Have you ever heard of “exploratory” search queries? If not, you’re really missing the boat when it comes to maximizing your site’s exposure in the search engines. In this quick guide you’ll find out exactly what exploratory search queries are, how to uncover new opportunities that take advantage of them, and what to do with these searchers once they land on your site.
What is an Exploratory Query?
An exploratory query is, simply, one that is formed when a searcher doesn’t really know what they’re looking for. A great example is someone who knows that Carl Sagan hosted and narrated a documentary about the universe, but can’t remember what it was called. Their query might look like this: “Carl Sagan Documentary.”
Once they find what they were looking for (the name of the documentary) they’ll typically go back to the search engine and form a new query based on that information. You will learn how to keep them on your site shortly. For now, you should learn how to find these phrases.
Ask Your Parents, Other Old People, and Keyword Research Tools for Help
You’re probably a very tech savvy person. Otherwise you wouldn’t be here reading this. So it’s going to be very difficult for you to operate in the same frame of mind as these users. They’re typically older people who are inexperienced at finding information on the web.

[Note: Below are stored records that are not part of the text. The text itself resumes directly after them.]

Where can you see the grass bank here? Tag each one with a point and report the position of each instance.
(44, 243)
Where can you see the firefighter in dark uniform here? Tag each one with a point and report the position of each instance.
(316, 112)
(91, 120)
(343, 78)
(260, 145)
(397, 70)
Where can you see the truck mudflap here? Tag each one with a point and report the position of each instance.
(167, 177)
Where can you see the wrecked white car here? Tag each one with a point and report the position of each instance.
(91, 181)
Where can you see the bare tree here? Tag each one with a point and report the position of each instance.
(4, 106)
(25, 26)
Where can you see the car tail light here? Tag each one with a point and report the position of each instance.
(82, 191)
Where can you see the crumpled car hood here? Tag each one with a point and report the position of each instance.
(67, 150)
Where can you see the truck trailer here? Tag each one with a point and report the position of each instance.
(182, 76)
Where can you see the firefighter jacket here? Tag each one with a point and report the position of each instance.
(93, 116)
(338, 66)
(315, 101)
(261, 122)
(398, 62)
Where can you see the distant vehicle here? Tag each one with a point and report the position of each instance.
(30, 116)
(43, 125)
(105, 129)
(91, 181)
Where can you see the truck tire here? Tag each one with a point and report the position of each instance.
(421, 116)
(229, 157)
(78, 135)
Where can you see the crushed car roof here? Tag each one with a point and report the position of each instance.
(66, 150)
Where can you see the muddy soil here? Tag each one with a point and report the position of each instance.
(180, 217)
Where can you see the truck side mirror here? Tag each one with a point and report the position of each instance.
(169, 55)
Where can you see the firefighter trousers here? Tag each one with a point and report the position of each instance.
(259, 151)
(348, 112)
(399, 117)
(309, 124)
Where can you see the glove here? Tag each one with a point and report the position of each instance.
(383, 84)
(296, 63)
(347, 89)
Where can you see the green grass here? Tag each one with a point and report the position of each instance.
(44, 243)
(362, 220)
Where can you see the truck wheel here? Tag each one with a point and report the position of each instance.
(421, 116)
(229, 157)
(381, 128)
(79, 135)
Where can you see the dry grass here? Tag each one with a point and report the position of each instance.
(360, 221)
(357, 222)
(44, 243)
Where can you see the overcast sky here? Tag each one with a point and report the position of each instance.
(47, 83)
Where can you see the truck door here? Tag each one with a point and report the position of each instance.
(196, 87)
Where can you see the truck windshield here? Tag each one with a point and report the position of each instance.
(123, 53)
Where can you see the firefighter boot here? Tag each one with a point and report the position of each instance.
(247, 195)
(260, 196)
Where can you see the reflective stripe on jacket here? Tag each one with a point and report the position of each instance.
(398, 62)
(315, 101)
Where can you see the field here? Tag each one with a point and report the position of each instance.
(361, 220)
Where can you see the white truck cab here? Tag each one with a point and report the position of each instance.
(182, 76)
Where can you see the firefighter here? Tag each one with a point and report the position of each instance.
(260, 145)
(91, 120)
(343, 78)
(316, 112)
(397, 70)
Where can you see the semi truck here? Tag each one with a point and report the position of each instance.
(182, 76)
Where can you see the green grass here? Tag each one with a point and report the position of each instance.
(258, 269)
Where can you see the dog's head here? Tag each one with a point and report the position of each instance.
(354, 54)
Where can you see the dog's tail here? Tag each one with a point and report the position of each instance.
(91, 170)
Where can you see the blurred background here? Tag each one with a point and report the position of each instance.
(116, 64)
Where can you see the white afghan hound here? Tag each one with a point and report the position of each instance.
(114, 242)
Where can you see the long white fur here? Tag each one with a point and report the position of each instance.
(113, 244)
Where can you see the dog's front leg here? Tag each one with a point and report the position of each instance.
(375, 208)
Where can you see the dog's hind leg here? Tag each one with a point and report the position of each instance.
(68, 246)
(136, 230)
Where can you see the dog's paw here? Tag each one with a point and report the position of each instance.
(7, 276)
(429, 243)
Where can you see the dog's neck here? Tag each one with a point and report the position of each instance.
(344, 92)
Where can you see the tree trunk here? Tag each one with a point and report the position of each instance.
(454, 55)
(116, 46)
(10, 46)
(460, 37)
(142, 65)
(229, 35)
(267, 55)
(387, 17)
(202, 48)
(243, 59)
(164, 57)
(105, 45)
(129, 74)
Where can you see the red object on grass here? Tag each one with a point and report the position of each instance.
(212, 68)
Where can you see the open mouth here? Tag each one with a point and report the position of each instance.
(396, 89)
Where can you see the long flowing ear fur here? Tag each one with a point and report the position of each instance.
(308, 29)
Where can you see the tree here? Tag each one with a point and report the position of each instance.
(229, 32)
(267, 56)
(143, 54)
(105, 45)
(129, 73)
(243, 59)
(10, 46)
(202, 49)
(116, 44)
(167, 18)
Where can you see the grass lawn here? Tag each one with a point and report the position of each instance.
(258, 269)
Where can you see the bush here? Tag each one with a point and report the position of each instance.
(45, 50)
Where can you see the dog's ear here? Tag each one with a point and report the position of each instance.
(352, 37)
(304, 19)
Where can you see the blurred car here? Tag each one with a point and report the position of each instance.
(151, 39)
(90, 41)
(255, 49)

Instead of trying to come up with them on your own, just ask anyone who is older how they would search for something. Give them an example that is similar to the Carl Sagan query presented above. Something like, “Hey Grampa, say you wanted to use Google to find out the name of a book about losing weight but you don’t really know the name of it. How would you search for it?”
You’re going to have to come up with your own “interview questions,” of course, but you should get the idea. It really is going to open your eyes learning how they search. For maximum effect, put them in front of a computer and see what they come up with.
Keyword Research Tool to the Rescue
Now, take the queries that they used, punch them into the Google Keyword Research Tool (or whichever you prefer) and let it spew out similar queries for your recommendation. What you have just uncovered is a veritable gold mine.
Now, taking these keywords and turning them into profitable content is all that’s left. You already know that your searchers are going to go back to the search engines after they have new information that helps them refine their search. But they won’t need to do that if you format your pages properly.
Make sure that your page has plenty of links to exactly what you know they’re looking for. These links can point to other content on your site, affiliate links (like Amazon.com), or even encourage them to sign up for your mailing list to gain access to what they were looking for.
As long as you know what they were looking for and make it easy for them to access it on your page, you’re job is done and you’re going to get paid.